Spark Streaming, on the other hand, is much more efficient in terms of how it taxes Kafka CPU use. This reason for this is Spark’s micro-batching. On average, we could get about 25x more throughput per Kafka CPU core with Spark than we could with Storm. We could do this while keeping the Spark Batch Interval at 1 second (our definition of near real-time).
Unfortunately, circa Version 1.4, Spark made a big change with its Discretized Streams (Dstreams), shifting from storing offsets in Zookeeper to Kafka instead (Storm stores offsets in Zookeeper, Spark did this by default in previous versions). The byproduct of this was increased I/O. How much this affects you depends on your offset interval and message size.
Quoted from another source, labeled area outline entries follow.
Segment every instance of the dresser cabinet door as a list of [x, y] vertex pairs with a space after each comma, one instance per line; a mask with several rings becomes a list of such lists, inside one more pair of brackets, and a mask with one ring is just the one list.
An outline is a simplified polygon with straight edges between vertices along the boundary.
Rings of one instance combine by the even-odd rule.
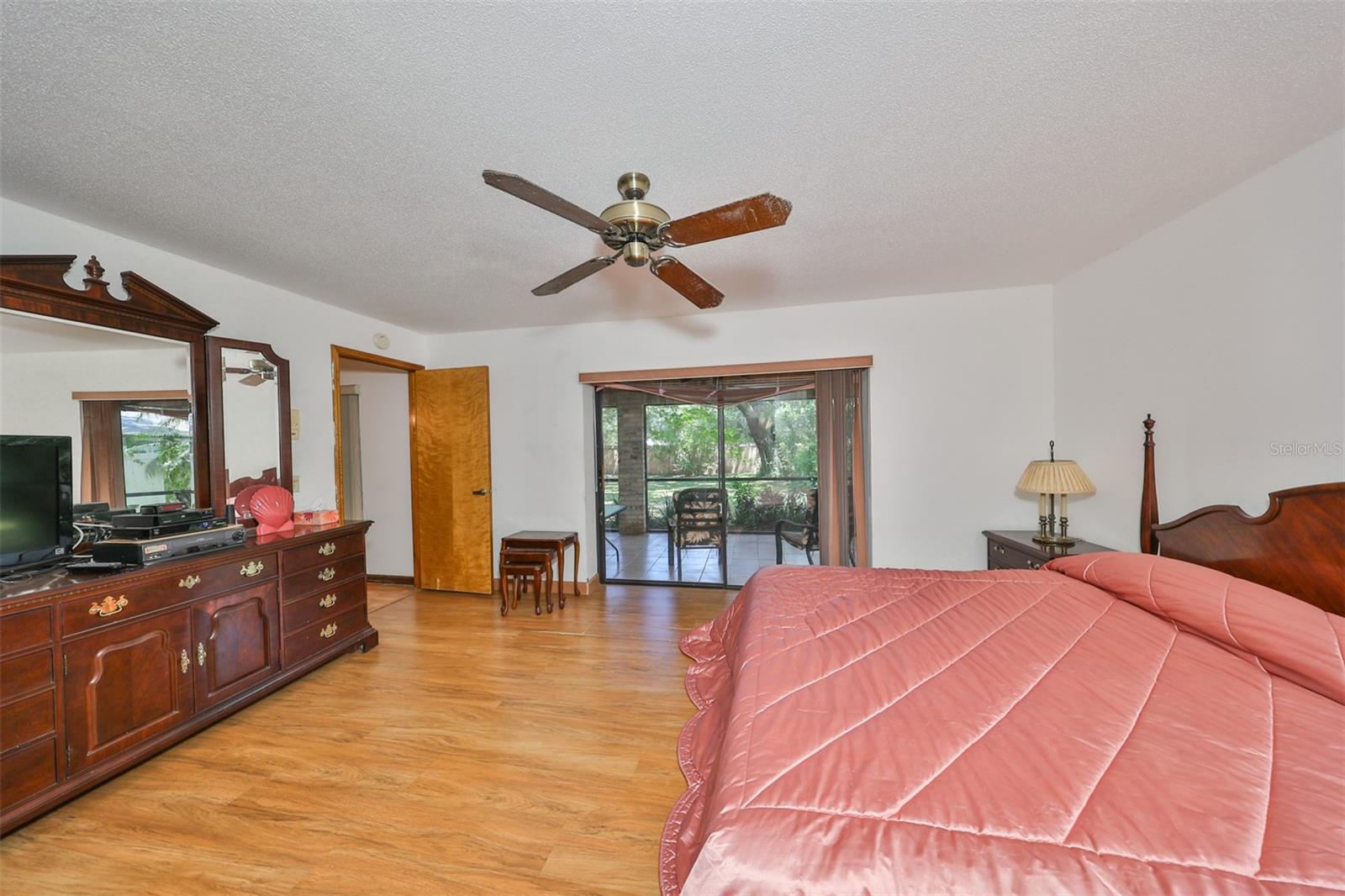
[[192, 607], [196, 709], [260, 685], [280, 671], [280, 596], [276, 583]]
[[191, 716], [190, 643], [186, 607], [66, 642], [67, 774]]

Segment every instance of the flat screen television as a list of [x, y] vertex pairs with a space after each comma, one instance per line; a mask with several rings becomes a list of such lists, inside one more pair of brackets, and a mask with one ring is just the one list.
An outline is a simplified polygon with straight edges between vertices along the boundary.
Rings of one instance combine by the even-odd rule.
[[0, 436], [0, 568], [54, 562], [74, 544], [70, 436]]

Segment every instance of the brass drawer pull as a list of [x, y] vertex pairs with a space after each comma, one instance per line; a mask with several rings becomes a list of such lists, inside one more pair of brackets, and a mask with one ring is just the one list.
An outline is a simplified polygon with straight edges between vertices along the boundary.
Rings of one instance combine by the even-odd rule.
[[90, 616], [94, 616], [94, 615], [97, 615], [97, 616], [116, 616], [122, 609], [125, 609], [129, 603], [130, 601], [126, 600], [125, 595], [121, 595], [120, 597], [113, 597], [112, 595], [108, 595], [106, 597], [104, 597], [97, 604], [90, 604], [90, 607], [89, 607], [89, 615]]

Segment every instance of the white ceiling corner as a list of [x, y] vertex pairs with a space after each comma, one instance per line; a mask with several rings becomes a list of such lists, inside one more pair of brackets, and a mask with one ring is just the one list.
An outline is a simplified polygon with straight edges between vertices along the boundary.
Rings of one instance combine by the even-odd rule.
[[1342, 20], [1334, 1], [7, 0], [0, 183], [426, 332], [690, 311], [624, 265], [531, 296], [603, 246], [483, 168], [592, 211], [629, 168], [674, 217], [791, 199], [783, 229], [678, 252], [724, 309], [1049, 283], [1338, 129]]

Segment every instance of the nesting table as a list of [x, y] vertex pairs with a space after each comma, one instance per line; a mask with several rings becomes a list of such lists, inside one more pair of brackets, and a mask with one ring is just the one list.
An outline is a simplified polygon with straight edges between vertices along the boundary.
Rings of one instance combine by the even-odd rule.
[[580, 534], [577, 531], [550, 531], [525, 529], [500, 538], [504, 548], [550, 548], [555, 552], [555, 581], [560, 584], [561, 607], [565, 605], [565, 548], [574, 545], [574, 593], [580, 593]]

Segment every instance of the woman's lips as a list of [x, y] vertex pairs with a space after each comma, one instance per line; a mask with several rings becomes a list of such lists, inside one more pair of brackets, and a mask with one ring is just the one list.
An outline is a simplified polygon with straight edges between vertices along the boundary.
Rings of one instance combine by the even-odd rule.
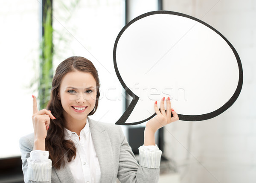
[[[75, 111], [77, 113], [82, 113], [83, 112], [84, 112], [86, 109], [87, 108], [88, 106], [71, 106], [72, 107], [72, 109], [73, 109], [74, 110], [75, 110]], [[79, 107], [79, 108], [84, 108], [84, 107], [85, 107], [84, 108], [84, 109], [83, 109], [82, 110], [79, 110], [78, 109], [76, 109], [75, 108], [74, 108], [74, 107]]]

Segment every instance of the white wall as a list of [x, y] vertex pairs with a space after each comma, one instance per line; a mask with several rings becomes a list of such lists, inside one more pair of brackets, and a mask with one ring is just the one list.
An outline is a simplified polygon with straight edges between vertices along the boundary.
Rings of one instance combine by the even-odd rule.
[[244, 71], [237, 101], [214, 119], [165, 127], [166, 156], [181, 183], [256, 182], [256, 0], [164, 0], [165, 10], [195, 17], [233, 44]]

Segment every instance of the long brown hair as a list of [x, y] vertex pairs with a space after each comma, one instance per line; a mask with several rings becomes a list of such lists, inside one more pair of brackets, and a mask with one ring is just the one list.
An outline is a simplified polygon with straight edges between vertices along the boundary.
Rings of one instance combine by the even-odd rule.
[[61, 166], [65, 165], [66, 158], [68, 162], [70, 162], [73, 157], [76, 157], [76, 154], [74, 143], [71, 140], [64, 139], [65, 121], [63, 115], [63, 108], [57, 97], [63, 77], [67, 73], [75, 71], [89, 73], [96, 81], [97, 95], [95, 106], [88, 115], [94, 113], [98, 107], [99, 80], [98, 71], [93, 63], [85, 58], [77, 56], [70, 57], [61, 63], [56, 69], [52, 80], [51, 99], [47, 106], [47, 110], [51, 110], [56, 119], [50, 120], [45, 139], [46, 150], [49, 151], [49, 158], [52, 160], [52, 166], [56, 168], [59, 168]]

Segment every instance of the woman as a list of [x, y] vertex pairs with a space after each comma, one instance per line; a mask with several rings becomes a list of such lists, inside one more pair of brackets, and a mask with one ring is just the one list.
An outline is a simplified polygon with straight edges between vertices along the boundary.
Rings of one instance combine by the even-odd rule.
[[[33, 96], [34, 133], [20, 140], [26, 183], [155, 183], [162, 152], [155, 144], [160, 128], [178, 119], [169, 98], [148, 122], [136, 161], [119, 126], [90, 119], [97, 109], [99, 80], [93, 64], [81, 57], [57, 67], [47, 110], [38, 111]], [[171, 113], [173, 116], [171, 117]]]

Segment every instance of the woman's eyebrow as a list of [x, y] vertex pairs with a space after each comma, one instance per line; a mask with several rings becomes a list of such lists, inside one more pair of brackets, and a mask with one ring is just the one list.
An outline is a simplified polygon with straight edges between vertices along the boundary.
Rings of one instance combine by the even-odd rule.
[[74, 89], [74, 90], [80, 90], [80, 89], [87, 90], [87, 89], [89, 89], [92, 88], [94, 88], [94, 87], [93, 87], [93, 86], [91, 86], [91, 87], [88, 87], [85, 88], [84, 89], [83, 89], [83, 88], [75, 88], [75, 87], [67, 87], [66, 88], [66, 89], [67, 89], [67, 88], [72, 88], [72, 89]]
In our original approach to exactly-once processing, this doubled I/O. As a result, we had to change our exactly-once model to accommodate this complication. When we did, we found a few more weaknesses in Kafka-based off-set management (especially if you want to change the out-of-the-box offset partitioning). The bugs/shortcomings we found are all documented in Spark’s JIRA project; we hope they will be fixed before Spark’s big 2.0 uber-release.
* * *
Which was better: optimizing on CPU or I/O? For us, Spark worked better. If Spark’s Dstream partitioning bugs are fixed, Spark will pair with Kafka much, much better than Storm does.
With Cassandra: Storm is the clear winner
In Storm, each Executor in a persistent process. Each only needs to establish a Cassandra session once. This saves much overhead and makes prepared statements much of efficient. The DataStax driver (now even adopted by Netflix) will even re-establish the session for you if a Cassandra node fails or times out. This is about as easy and efficient as it gets.
However, Spark Streaming is an entirely different story. As mentioned above, each RDD is a new process. Each requires establishment of new sessions for connectivity to remote resources. This means you add the overhead of session creation on every batch (once for each partition). This is about as inefficient as it gets. I am hoping Spark will address this in later releases.
* * *
Storm is much friendlier to Cassandra than Spark. This is not unique to Cassandra. The same would be true for any database: HBase, Mongo, or even a traditional RDBMS like PostGreSQL.
With HDFS: Spark edged out
We Chaos Monkey-tested how Storm and Spark Streaming handled a range of HDFS component failures: Zookeeper failures, Data Node failures and the dreaded Name Node failure. Both did very well with the exception of Name Node failures. Spark handled this gracefully; Storm did not.
The reason, however, was not due to any inherent weaknesses in Storm. Instead it was due to Cloudera’s support of each. Cloudera provides libraries for Spark to enable it to dynamically switch over from the Primary Name Node to the Standby Name Node. It does not do this for Storm.
* * *
Spark’s slight edge working with HDFS is a result of more Tier I Hadoop distributors supporting Spark than Storm (twice as many, in fact). This differentiation is even starker if you want to run Spark on AWS EMR: Spark support is out-of-the-box. Storm is not.